Jacob Slater, Anson Boon, Toby Wallace, and Christian Lees in Pistol

Jacob Slater, Anson Boon, Toby Wallace, and Christian Lees in Pistol
Photo: Miya Mizuno/FX

And Pistol can’t help but appear phony. The boxy 4:3 aspect ratio sits awkwardly next to spliced-in archival 16mm footage of England from the ’70s. All the canted angles in the world can’t hide how immaculately produced and manicured this show is. Nevertheless, the soft, grainy photography and neon lighting give the show a warmth, a coziness that makes it delightful to watch, which is the exact opposite thing anyone should be saying about a TV show about the bloody Sex Pistols.

A more generous read of this aesthetic is that Boyle is attempting to marry perception and reality—that through artifice, we can see the truth. But the script stumbles into forced conclusions and easy-to-understand lessons. For example, “Bodies” (episode three), named after one of the band’s best, most controversial songs, is mythically based on a super-fan named Pauline (Bianca Stephens), who, like in the song, escaped a mental institution, where attendants repeatedly raped her and forced her to undergo abortions. In Lonely Boy, Jones writes that Pauline “was a bit of a nut case and carried her abortion around in a bag.” While he admits that “it was weird,” he determined that she was “a good-looking bird who didn’t dress like a punk or anything” and remembers “fucking her down an alley off Wardour Street.”

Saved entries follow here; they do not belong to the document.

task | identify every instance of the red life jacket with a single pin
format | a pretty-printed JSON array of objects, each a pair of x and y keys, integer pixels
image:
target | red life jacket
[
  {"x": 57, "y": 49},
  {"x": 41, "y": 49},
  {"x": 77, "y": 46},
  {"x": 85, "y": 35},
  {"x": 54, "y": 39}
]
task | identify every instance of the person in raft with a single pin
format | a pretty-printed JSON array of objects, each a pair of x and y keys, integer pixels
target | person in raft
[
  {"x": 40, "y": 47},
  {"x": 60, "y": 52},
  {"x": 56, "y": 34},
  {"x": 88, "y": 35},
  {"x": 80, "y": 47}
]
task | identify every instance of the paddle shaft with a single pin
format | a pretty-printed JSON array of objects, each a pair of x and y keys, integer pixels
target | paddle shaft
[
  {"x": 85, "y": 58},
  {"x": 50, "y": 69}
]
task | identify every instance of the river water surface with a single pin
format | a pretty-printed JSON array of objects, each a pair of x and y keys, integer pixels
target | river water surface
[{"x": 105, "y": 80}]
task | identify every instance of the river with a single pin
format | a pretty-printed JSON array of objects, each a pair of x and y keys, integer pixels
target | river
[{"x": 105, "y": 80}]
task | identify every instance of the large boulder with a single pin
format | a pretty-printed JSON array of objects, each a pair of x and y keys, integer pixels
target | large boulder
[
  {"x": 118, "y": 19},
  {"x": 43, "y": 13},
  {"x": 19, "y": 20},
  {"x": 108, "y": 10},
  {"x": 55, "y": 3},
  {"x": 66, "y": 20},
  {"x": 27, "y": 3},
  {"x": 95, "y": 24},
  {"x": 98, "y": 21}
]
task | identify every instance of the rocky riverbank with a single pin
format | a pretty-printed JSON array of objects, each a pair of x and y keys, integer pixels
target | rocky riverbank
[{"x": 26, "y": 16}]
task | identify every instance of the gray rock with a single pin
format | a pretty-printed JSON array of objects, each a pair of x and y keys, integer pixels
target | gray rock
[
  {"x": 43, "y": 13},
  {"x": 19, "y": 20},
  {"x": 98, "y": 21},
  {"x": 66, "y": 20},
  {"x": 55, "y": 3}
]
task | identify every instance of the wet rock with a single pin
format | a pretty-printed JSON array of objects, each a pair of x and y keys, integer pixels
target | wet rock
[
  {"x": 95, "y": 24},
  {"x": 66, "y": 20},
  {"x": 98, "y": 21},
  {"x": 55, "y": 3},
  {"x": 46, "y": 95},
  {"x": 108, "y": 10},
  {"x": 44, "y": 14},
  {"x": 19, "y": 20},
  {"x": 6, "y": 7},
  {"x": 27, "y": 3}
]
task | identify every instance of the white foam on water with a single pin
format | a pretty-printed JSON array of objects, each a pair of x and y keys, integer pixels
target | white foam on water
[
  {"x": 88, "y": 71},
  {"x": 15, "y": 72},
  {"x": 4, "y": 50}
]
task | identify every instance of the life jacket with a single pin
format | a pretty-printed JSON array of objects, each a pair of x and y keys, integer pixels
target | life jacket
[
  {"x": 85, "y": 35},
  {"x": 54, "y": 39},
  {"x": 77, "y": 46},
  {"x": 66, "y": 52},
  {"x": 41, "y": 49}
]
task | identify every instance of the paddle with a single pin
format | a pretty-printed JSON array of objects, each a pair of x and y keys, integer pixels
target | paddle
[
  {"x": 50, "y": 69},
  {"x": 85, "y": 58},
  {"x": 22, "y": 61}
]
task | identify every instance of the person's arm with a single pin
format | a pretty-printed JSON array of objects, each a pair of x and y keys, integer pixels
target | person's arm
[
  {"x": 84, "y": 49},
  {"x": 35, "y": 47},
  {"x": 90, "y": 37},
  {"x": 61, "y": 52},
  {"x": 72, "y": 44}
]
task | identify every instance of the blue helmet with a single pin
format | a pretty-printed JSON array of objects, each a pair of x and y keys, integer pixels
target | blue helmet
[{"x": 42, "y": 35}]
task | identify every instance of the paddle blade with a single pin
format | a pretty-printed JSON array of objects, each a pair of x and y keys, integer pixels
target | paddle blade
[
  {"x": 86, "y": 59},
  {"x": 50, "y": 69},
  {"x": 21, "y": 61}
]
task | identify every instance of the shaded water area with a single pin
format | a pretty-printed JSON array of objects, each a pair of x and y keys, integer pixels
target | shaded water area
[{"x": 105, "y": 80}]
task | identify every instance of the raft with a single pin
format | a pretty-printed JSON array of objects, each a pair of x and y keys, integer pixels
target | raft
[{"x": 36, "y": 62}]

Boyle and Pearce turn Jones’ aside into an entire episode arc, beginning with Pauline’s escape from the institution before coming to London to stalk Rotten, holding the bag and scaring everyone at SEX. When we last see Pauline, she’s entering a baptism by loogies at the Sex Pistols gig, free of the literal baggage of her trauma and ready to be saved by the music of the Sex Pistols—more or less confirming Lydon’s claim that “punk rock pulled her out of her cocoon.” She becomes a lesson for the lads about the power of punk. To steal a phrase from the song: “Fuck this, and fuck that.” (Women are frequent objects for lesson-making and explanation in Pistol. But none is more disappointing than Chrissie Hynde, the future Pretenders powerhouse, who who listens to Jones’ problems, encourages him, and complains that she doesn’t get the same opportunities.)

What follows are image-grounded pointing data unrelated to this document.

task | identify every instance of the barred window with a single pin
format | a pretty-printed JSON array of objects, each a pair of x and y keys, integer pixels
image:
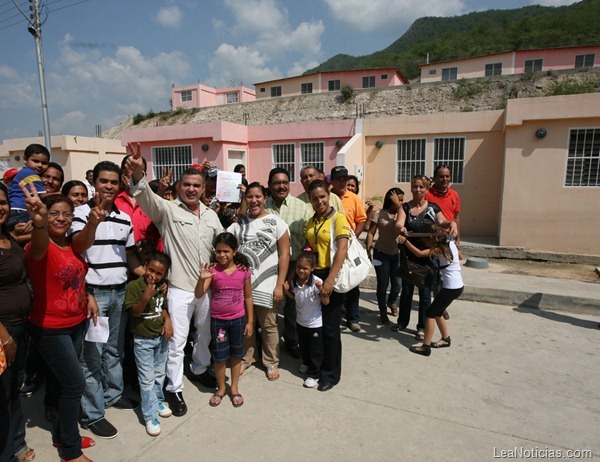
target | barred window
[
  {"x": 451, "y": 153},
  {"x": 283, "y": 156},
  {"x": 312, "y": 154},
  {"x": 583, "y": 158},
  {"x": 410, "y": 159},
  {"x": 176, "y": 157}
]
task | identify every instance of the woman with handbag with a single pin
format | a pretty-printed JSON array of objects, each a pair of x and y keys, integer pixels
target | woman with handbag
[
  {"x": 412, "y": 216},
  {"x": 14, "y": 310},
  {"x": 319, "y": 237}
]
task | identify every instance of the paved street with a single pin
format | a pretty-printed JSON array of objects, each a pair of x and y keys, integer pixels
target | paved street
[{"x": 513, "y": 378}]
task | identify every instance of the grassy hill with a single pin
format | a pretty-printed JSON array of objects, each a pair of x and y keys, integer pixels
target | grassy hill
[{"x": 480, "y": 33}]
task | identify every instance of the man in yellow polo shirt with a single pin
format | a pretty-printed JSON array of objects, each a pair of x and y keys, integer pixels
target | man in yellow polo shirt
[{"x": 357, "y": 217}]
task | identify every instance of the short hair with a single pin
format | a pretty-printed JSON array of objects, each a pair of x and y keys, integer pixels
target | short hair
[
  {"x": 36, "y": 149},
  {"x": 106, "y": 166},
  {"x": 277, "y": 171},
  {"x": 58, "y": 167},
  {"x": 66, "y": 189}
]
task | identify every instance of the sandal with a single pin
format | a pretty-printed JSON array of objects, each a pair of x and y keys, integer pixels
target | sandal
[
  {"x": 237, "y": 400},
  {"x": 446, "y": 344},
  {"x": 272, "y": 373},
  {"x": 423, "y": 350},
  {"x": 213, "y": 399},
  {"x": 86, "y": 443},
  {"x": 27, "y": 454}
]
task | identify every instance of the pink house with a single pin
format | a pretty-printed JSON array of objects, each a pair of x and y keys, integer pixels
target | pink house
[
  {"x": 193, "y": 96},
  {"x": 512, "y": 62},
  {"x": 323, "y": 82}
]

When the band plays, though, it suddenly all comes together. In episodes three and four, when the group is recording and tearing the stage apart, the show comes alive with electric performances and speedy plotting. There’s a certain magic in these faux Sex Pistols blazing through “Anarchy In The U.K.” The impersonation is both convincing and intoxicating—not to mention that simply every song on Never Mind The Bollocks is an outright banger, packing as much power today as it did in 1977. For all its faults, Pistol has a wonderful soundtrack to fall back on.

The Sex Pistols were the world’s most important band for approximately six months. And for a short time, Boyle’s Pistol burns bright, too. But, as the world learned in 1977, spending too much time with the Sex Pistols will have viewers yearning for a holiday in the sun.